Sounds like you were possibly using an HD setting. Try draft or SD to see if you even need the HD setting.

Also, time per unit will be significantly reduced if you do more than one card at a time.

6 Likes

Professional outfits that offer laser engraved cards are using industrial lasers that are much faster and bigger. GF is an awesome creative tool but not that.
Try lowering your LPI .

3 Likes

As many have said - definitely not higher than 270, and at that size 195 is probably fine. Yes scoring will outline not fill, but a combo of score and defocused score could do all the letters and probably even the tree…you’d need to spend more time on the art so just try lowering the LPI first :slight_smile:

and focus on customers who are looking for the personal touch and NOT trying to compare you with bulk business. You should definitely be charging more than .80 cents per card.

4 Likes

You could also change the LPI as discussed above and ‘just’ engrave the tree and try to score the rest of it “Wortman Tree Service”, etc. That’s taking some time as well…it would cut your time probably in half.

3 Likes

Great discussion, everyone! I’ve moved this thread to Everything Else so the discussion can continue there.
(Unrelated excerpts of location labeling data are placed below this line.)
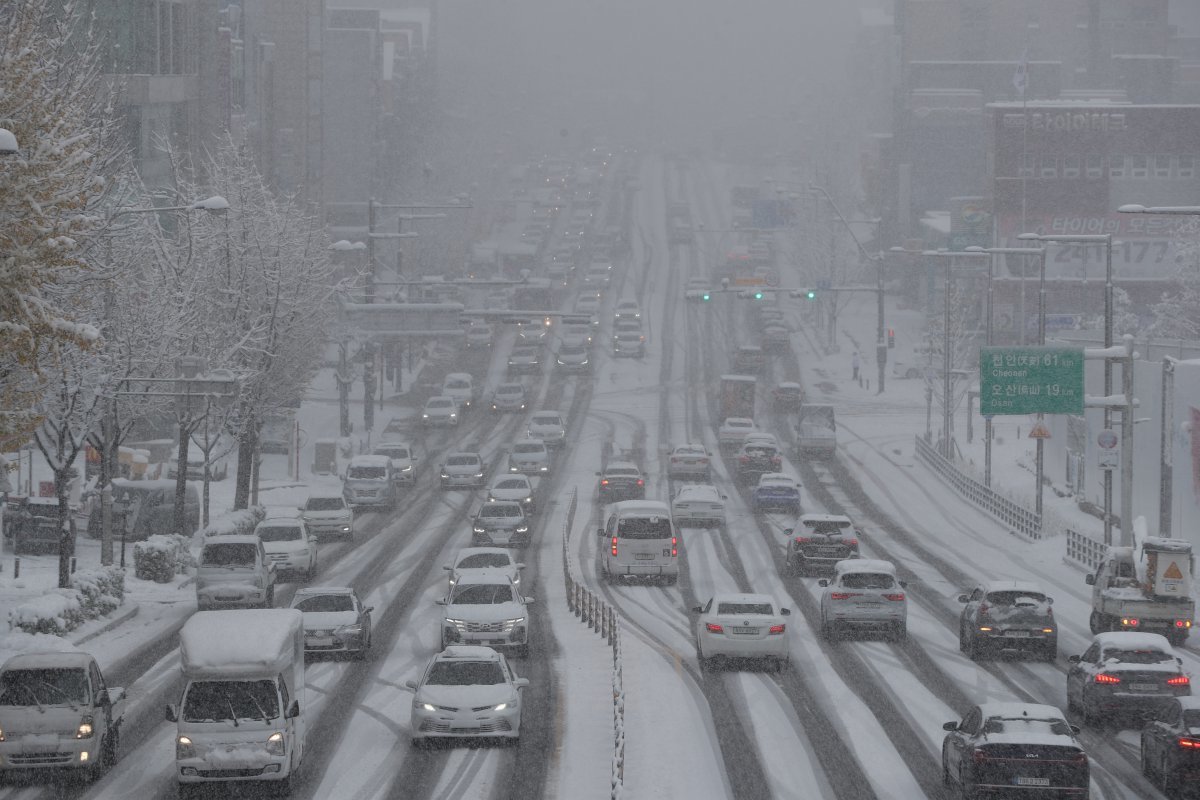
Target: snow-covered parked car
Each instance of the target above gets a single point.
(697, 505)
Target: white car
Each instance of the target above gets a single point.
(517, 488)
(473, 560)
(441, 409)
(697, 505)
(403, 461)
(733, 431)
(486, 608)
(288, 545)
(549, 427)
(742, 626)
(463, 469)
(328, 513)
(689, 462)
(864, 594)
(466, 692)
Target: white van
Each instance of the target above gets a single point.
(639, 540)
(241, 715)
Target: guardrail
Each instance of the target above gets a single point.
(1015, 516)
(601, 618)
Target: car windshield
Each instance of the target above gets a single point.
(324, 504)
(369, 473)
(43, 686)
(216, 701)
(499, 511)
(1137, 656)
(465, 673)
(280, 533)
(868, 581)
(325, 603)
(744, 608)
(484, 560)
(645, 528)
(228, 554)
(483, 594)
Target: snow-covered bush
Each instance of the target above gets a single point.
(161, 558)
(57, 612)
(101, 590)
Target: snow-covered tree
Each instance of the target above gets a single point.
(52, 98)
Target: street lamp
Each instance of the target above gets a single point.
(881, 346)
(9, 143)
(1105, 240)
(988, 340)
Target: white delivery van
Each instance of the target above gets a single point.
(241, 716)
(639, 540)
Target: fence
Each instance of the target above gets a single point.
(601, 618)
(1081, 548)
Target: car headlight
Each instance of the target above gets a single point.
(85, 728)
(184, 747)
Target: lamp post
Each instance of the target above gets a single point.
(1104, 240)
(947, 364)
(881, 346)
(988, 338)
(109, 423)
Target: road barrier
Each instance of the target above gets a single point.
(601, 618)
(1081, 548)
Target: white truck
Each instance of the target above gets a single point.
(1145, 588)
(241, 715)
(57, 711)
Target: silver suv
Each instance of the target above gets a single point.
(864, 594)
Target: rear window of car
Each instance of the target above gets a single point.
(868, 581)
(645, 528)
(744, 608)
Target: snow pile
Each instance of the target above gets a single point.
(162, 557)
(93, 594)
(235, 522)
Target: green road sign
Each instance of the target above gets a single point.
(1031, 380)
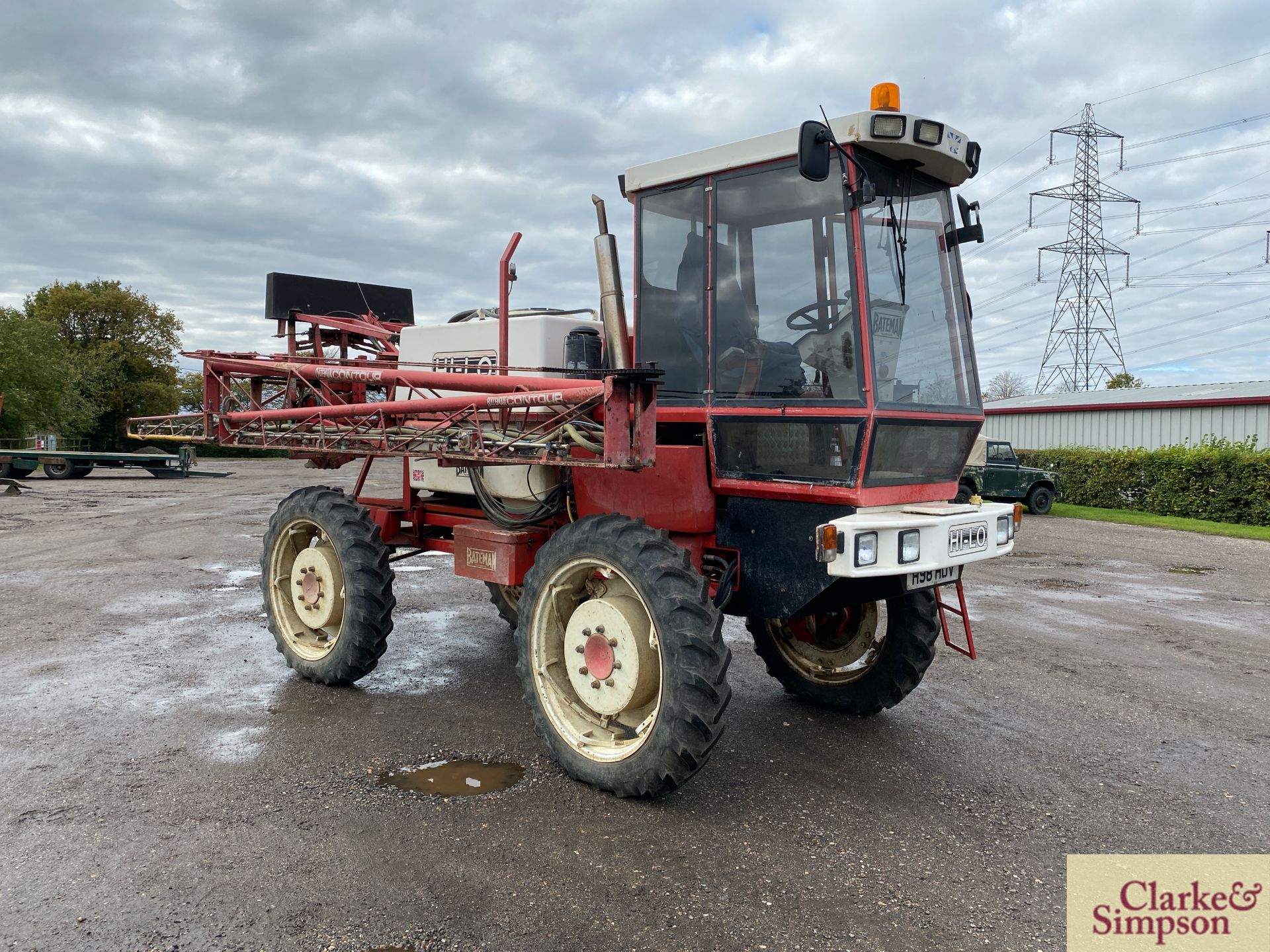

As others have suggested, lowering your LPI will decrease the engrave time. Every material has a maximum effective LPI - engraving higher than that limit just increases time without a quality (resolution) increase. In my experience, the only materials that benefit from high LPI settings are tile, slate, and anodized aluminum. Other users will disagree, but this is what 4+ years of testing has shown me. :innocent:

Testing is the key to optimizing any design – The tree is the challenging part of this design, so work on it until you get acceptable times and quality:

  1. Adjust engrave speed to the max value
  2. Set power to 100
  3. Start with a low LPI, say 125

Test on the target material.
If it’s too blockly, increase the LPI one step and retest.
If it’s too burnt, decrease power by 10% and retest.

Once you’re happy, try a full card (yes, I’d score everything except the tree and the block text). If that’s ok, set up your full page.

One caution – Full speed engraving decreases the maximum width possible, so you might not get as many cards per horizontal row as you expect. The question becomes is the marginal material waste better or worse than the time savings.

Good Luck!

4 Likes

I will definitely try all of these suggestions! Also, I noticed on a video that everyone’s LPI showed in inches…mine is showing cm!!! I have no idea how to change that but no wonder all my projects were taking forever! Thanks so much everyone!

Click the three dots for settings. You will see Units in CM. Click and change to Inches.

4 Likes

Thank you!!!

This topic was automatically closed 30 days after the last reply. New replies are no longer allowed.